Eierlikör gilt als Oldie-Getränk. William Verpoorten schickte die führende Marke für den Branntwein auf Verjüngungskur. Und überstand so die Krise.

Interview: Stefan Weber

Sein Favorit ist Walnusseis mit Eierlikör, sagt William Verpoorten, 54. Vor Ostern verkauft sich das gelbe Getränk besonders gut. Mittelständische Hersteller haben es in Deutschland nicht leicht, sagt Verpoorten, der seit Herbst 2006 auch den Schutzverband der Spirituosenindustrie führt. Viele Marken sind verschwunden oder im Portfolio eines Konzerns gelandet. Entgegen dem Branchentrend hat das Bonner Unternehmen 2009 die Erlöse um einige Prozentpunkte steigern können.

SZ: Herr Verpoorten, in ein paar Tagen ist Ostern. Da freuen sich Kinder über Schokoladeneier, und Erwachsene schenken sich Eierlikör?

Verpoorten: Das ist tatsächlich so. In den Wochen vor Ostern verkaufen wir doppelt so viele Flaschen wie in einem normalen Monat.

SZ: Wie ist das Saisongeschäft denn dieses Jahr gelaufen?

Verpoorten: Wir sind sehr zufrieden. Aber Gott sei Dank gibt es mehrere Anlässe im Jahr, Eierlikör zu verschenken und zu verzehren, beispielsweise zum Valentins- oder Muttertag. Oder auch im Sommer, zur Eissaison. Da platzieren wir Mini-Flaschen mit Verpoorten im Supermarkt gleich neben der Kühltruhe.
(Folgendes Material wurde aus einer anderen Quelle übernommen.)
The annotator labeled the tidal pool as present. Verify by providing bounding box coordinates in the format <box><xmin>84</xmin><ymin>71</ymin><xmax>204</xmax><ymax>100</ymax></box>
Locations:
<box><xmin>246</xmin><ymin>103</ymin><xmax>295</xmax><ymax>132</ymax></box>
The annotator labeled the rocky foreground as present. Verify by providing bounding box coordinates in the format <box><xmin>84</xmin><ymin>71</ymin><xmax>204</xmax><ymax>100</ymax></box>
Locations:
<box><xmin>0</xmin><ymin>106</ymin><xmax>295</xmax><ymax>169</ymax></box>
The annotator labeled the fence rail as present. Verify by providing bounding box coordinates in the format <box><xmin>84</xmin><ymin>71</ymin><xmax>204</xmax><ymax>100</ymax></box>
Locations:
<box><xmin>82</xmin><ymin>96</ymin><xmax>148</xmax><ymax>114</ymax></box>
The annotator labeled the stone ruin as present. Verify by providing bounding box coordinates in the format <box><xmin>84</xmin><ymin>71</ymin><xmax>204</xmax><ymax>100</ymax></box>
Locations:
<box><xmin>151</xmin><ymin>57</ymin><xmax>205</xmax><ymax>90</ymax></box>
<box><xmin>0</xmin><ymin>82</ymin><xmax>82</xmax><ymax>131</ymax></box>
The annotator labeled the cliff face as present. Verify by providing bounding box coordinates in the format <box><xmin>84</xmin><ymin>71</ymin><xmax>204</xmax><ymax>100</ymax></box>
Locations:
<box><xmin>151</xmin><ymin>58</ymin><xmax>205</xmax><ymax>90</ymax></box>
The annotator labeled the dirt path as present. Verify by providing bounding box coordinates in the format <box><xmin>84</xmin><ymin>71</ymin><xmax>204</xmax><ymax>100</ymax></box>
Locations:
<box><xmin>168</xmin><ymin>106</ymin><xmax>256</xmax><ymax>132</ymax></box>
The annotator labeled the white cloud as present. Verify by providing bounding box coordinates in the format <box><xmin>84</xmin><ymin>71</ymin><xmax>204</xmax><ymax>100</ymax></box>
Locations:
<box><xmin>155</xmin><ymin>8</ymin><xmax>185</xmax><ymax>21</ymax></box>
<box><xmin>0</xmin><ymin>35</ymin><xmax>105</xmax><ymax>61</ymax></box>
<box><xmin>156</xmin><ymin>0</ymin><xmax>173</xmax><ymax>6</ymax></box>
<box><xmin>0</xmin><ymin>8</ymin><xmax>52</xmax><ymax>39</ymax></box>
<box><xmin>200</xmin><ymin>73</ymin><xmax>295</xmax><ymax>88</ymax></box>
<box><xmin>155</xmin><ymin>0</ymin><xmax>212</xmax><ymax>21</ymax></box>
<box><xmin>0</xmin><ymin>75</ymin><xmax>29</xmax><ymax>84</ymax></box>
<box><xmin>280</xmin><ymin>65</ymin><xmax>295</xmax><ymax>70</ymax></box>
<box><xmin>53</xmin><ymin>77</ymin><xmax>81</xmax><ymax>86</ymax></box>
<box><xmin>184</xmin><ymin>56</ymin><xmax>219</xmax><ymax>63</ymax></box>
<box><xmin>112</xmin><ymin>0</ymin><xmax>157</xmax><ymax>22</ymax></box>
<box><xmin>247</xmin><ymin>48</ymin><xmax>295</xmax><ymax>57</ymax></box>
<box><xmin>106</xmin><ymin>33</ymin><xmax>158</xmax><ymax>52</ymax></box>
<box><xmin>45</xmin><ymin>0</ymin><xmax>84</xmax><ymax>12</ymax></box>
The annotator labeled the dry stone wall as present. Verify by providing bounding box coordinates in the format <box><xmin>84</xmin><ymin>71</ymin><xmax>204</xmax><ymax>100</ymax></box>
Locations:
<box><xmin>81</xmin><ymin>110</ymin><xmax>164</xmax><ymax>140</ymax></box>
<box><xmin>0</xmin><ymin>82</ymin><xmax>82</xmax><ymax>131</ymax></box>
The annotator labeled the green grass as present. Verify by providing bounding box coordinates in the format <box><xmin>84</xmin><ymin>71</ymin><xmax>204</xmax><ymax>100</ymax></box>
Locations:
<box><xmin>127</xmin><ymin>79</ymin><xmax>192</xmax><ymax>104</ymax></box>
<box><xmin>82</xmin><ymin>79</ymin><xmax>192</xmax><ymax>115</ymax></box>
SZ: Verpoorten steht für Eierlikör. So etwas wünscht sich jeder Markenartikler. Ist es aber nicht sehr gefährlich, nur auf ein Produkt zu setzen?
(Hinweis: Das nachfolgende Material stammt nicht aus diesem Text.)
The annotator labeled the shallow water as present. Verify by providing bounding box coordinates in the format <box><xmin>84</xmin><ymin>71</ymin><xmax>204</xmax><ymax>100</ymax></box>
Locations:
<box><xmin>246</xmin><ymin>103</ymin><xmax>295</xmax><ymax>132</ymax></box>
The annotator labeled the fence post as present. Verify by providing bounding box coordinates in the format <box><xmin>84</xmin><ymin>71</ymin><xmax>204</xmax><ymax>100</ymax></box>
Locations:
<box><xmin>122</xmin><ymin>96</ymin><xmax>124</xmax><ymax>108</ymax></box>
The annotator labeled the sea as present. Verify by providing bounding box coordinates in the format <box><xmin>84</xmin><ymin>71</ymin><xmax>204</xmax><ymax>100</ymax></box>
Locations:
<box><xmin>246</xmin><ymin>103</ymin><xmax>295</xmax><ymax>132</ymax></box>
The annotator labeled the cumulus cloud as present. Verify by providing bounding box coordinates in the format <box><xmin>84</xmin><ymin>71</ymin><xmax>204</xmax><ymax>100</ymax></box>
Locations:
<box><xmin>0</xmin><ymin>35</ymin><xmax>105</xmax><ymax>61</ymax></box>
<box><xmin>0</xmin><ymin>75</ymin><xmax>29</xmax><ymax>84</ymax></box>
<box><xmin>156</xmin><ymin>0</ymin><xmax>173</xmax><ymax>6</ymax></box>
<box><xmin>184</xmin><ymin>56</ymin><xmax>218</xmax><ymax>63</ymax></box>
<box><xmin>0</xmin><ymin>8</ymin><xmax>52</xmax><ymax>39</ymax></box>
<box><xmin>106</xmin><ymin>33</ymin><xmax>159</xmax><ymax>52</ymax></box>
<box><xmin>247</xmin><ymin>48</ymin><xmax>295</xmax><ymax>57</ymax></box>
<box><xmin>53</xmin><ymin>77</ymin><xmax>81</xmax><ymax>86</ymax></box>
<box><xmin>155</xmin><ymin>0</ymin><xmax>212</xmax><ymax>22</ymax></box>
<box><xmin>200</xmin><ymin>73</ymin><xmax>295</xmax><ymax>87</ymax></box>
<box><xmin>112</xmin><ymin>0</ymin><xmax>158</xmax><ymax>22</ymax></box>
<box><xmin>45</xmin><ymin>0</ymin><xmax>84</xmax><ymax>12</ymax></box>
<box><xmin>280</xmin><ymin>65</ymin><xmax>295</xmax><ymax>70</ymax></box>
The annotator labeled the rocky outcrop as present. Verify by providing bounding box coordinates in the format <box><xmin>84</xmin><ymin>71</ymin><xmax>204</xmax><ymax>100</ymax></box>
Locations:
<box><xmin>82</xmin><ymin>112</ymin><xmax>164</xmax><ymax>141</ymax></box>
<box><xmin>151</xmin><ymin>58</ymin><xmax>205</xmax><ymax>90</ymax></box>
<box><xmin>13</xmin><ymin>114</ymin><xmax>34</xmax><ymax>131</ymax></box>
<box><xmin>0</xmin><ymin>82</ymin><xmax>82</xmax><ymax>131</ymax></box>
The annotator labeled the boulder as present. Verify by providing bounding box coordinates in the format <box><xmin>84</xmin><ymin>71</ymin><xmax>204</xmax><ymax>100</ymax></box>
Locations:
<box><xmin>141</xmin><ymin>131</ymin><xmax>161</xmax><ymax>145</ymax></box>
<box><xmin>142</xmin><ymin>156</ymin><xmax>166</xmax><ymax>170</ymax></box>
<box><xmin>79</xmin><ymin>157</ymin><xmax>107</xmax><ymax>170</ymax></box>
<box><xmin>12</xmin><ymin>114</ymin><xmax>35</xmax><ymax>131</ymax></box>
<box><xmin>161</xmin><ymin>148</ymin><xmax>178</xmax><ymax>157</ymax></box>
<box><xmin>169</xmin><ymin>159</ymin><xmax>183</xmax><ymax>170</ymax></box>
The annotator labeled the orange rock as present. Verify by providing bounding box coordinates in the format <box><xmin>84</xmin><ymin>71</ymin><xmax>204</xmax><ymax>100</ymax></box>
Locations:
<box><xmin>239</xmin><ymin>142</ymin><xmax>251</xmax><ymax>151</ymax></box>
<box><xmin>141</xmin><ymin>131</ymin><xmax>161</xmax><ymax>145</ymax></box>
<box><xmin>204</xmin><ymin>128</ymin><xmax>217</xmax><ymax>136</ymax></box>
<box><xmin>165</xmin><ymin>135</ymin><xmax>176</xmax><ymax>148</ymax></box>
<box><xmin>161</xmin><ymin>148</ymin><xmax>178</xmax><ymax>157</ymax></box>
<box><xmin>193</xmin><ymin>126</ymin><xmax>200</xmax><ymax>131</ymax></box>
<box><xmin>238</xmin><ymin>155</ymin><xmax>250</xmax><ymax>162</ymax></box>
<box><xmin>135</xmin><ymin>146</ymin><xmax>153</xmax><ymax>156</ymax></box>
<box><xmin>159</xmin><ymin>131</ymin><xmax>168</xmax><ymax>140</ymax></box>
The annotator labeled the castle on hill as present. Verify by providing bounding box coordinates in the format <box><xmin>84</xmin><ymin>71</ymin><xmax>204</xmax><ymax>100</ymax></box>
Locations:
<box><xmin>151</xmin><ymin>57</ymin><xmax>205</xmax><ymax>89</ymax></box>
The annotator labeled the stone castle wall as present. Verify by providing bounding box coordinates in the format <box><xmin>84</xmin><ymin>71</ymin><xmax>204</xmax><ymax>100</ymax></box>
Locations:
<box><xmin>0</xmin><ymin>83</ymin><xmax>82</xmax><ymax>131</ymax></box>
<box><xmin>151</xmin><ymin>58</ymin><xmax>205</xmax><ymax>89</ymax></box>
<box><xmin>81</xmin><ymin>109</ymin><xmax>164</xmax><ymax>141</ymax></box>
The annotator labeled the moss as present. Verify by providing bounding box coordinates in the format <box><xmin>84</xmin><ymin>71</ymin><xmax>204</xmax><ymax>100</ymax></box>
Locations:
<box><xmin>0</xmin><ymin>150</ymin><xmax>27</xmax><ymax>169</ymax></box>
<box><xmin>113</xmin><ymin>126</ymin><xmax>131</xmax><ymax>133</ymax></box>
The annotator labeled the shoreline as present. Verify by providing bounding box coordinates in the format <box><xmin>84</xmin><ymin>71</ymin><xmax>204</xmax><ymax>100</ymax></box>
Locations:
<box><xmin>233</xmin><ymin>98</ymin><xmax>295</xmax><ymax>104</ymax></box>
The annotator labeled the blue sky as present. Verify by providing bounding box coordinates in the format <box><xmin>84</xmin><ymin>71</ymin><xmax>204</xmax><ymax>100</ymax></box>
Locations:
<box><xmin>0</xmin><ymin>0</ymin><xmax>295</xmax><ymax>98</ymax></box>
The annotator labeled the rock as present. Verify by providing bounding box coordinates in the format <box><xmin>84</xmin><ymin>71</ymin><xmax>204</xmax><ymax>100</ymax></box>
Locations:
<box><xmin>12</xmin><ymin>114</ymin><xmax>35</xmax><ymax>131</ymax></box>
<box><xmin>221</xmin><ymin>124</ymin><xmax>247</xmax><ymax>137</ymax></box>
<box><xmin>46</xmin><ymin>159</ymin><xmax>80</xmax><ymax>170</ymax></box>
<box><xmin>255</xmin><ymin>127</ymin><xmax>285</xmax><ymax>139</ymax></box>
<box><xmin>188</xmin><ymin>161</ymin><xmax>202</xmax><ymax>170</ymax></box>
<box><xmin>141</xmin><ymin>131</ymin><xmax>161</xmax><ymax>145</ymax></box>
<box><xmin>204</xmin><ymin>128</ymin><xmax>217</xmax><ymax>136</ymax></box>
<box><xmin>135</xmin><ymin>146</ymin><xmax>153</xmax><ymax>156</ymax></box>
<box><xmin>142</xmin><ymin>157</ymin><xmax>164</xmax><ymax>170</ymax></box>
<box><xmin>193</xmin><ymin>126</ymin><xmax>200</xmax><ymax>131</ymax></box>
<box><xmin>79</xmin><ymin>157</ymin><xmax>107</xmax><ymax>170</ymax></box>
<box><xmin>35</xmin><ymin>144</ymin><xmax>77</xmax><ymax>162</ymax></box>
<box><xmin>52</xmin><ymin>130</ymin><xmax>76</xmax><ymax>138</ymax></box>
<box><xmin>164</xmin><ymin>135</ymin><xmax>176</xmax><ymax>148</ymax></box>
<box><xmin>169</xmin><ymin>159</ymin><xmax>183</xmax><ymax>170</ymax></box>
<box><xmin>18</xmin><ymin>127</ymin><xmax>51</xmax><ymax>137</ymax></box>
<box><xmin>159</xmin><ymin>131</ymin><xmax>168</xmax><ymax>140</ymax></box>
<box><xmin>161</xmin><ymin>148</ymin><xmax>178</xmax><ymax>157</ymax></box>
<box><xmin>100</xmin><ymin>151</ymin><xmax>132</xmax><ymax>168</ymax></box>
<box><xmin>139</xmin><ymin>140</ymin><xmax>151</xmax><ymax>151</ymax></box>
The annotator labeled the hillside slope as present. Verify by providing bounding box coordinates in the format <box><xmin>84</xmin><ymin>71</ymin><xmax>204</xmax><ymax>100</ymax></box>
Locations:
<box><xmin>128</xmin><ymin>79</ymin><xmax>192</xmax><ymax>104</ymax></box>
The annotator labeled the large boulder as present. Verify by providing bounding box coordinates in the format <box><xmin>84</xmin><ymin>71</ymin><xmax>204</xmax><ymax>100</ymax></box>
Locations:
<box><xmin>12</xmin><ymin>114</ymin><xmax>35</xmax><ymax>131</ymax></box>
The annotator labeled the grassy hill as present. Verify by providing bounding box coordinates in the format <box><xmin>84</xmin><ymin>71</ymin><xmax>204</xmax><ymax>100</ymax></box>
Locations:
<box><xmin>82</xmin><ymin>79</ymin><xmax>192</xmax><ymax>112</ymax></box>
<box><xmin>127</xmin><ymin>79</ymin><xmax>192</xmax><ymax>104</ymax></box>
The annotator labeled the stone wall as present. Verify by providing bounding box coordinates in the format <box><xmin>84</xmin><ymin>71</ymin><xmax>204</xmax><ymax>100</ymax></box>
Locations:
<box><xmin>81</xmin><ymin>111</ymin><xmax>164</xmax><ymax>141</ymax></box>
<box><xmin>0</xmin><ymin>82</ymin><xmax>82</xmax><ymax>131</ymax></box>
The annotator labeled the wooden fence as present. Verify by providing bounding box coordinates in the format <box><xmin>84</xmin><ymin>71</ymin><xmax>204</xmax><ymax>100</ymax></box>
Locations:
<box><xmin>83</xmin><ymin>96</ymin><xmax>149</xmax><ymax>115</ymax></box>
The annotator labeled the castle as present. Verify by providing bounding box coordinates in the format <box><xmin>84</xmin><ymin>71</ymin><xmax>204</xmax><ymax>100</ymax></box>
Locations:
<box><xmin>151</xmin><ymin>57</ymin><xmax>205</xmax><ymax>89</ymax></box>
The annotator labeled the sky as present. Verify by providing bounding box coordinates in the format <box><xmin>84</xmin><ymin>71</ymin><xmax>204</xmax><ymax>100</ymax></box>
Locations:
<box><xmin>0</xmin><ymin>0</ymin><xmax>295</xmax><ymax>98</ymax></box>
Verpoorten: Im Gegenteil, es ist ein Vorteil, sich auf eine Marke konzentrieren zu können. Da verzettelt man sich nicht. Und man ist gezwungen, sich sehr intensiv um die Marke zu kümmern. Das gelingt uns, obwohl es für die mittelständischen Spirituosenhersteller in Deutschland nicht immer sehr einfach ist.
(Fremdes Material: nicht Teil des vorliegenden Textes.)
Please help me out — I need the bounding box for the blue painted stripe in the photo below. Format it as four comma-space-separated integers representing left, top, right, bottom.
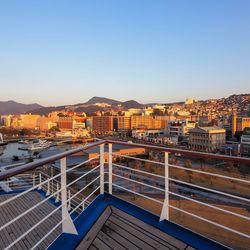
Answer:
49, 194, 228, 250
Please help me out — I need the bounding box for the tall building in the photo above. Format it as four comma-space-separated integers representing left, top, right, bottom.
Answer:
189, 127, 226, 152
185, 98, 194, 105
231, 112, 250, 137
131, 116, 166, 129
58, 117, 73, 130
93, 116, 113, 134
117, 116, 131, 132
166, 120, 196, 136
20, 114, 40, 129
241, 127, 250, 156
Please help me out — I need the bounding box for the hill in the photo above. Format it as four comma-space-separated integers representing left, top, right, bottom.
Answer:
0, 101, 43, 115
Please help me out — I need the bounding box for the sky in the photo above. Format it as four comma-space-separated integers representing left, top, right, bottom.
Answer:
0, 0, 250, 106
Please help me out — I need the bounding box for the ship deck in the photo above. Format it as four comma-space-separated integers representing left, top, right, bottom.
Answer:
0, 191, 62, 249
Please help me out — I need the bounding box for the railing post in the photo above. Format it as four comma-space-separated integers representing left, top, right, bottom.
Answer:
82, 198, 85, 211
46, 181, 50, 196
160, 152, 169, 221
32, 174, 36, 187
100, 144, 104, 194
68, 190, 71, 211
56, 183, 59, 202
60, 157, 78, 234
109, 143, 113, 194
38, 172, 42, 189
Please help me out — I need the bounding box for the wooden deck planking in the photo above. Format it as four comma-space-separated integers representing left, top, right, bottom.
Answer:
76, 206, 194, 250
0, 192, 61, 249
111, 207, 187, 250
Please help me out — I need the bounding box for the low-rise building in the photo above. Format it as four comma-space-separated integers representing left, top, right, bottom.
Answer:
93, 116, 114, 134
241, 127, 250, 156
189, 127, 226, 152
166, 120, 196, 137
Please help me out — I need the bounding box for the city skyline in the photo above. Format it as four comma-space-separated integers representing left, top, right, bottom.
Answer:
0, 0, 250, 106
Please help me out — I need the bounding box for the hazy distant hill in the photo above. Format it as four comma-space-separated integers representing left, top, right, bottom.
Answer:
85, 96, 121, 105
0, 101, 43, 115
0, 94, 250, 115
121, 100, 144, 109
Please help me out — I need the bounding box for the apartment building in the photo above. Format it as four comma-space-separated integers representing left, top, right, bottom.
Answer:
189, 127, 226, 152
93, 116, 114, 134
241, 127, 250, 156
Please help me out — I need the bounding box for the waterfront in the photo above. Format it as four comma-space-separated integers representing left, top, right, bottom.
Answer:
0, 142, 84, 167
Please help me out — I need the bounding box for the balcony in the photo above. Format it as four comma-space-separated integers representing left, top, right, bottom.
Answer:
0, 140, 250, 250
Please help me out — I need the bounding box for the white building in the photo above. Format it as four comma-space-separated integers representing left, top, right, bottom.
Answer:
189, 127, 226, 152
166, 120, 196, 137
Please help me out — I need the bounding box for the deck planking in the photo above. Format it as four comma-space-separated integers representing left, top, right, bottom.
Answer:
76, 206, 194, 250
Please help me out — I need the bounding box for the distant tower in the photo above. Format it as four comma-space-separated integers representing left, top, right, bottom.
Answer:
232, 111, 237, 138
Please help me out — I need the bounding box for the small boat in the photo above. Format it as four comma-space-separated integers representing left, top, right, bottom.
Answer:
18, 140, 30, 144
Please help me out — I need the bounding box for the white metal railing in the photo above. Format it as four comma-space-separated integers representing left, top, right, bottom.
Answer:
0, 141, 250, 249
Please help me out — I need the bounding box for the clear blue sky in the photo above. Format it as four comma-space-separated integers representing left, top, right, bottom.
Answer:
0, 0, 250, 105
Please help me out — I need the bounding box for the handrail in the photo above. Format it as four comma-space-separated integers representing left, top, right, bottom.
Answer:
0, 141, 105, 181
0, 140, 250, 181
105, 140, 250, 164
SZ: Andere traditionsreiche Marken wie Dornkaart, Pott-Rum oder Dujardin...

Verpoorten: ...sind entweder ganz vom Markt verschwunden oder sind nur noch eine von mehreren Marken im Portfolio eines großen Konzerns. Und da wird man rasch vergessen. Uns aber gibt es noch. Wir sind klein und beweglich und fühlen uns in dieser Rolle pudelwohl.

SZ: Aber der Markt bietet kaum Perspektiven. Schon heute stammen knapp 90 Prozent des in Deutschland verkauften Marken-Eierlikörs aus der Produktion von Verpoorten. Und die Verbraucher trinken auch nicht von Jahr zu Jahr mehr.

Verpoorten: Deshalb machen wir uns Gedanken über neue Verwendungsmöglichkeiten für Eierlikör. Etwa indem wir Lizenzen an Süßwarenhersteller vergeben, die dann Kuchen, Eis, Pralinen oder Desserts mit unserem Produkt verfeinern. Das hilft den Partnerunternehmen, weil sie von dem bekannten Namen Verpoorten profitieren und beschert auch uns zusätzlichen Umsatz.

SZ: Wer sind die Lizenznehmer?

Verpoorten: Allesamt mittelständische Familienunternehmen, ebenso wie wir. Da kann man auf Augenhöhe miteinander reden. Das ist angenehmer, als mit großen Konzernen zusammenzuarbeiten, bei denen die Ansprechpartner für einzelne Produktgruppen häufig wechseln.

SZ: Viele Verbraucher verbinden mit Eierlikör immer noch Kaffeekränzchen und die Wirtschaftswunderjahre. Empfinden Sie das spießige Image nicht manchmal als eine Last?

Verpoorten: Eierlikör ist kein Oldie-Getränk, sondern wird von allen Generationen geschätzt. Junge Leute mixen damit Drinks, die Mittelalten mögen Eierlikör-Kuchen, und die Senioren essen ihn gerne zum Eis.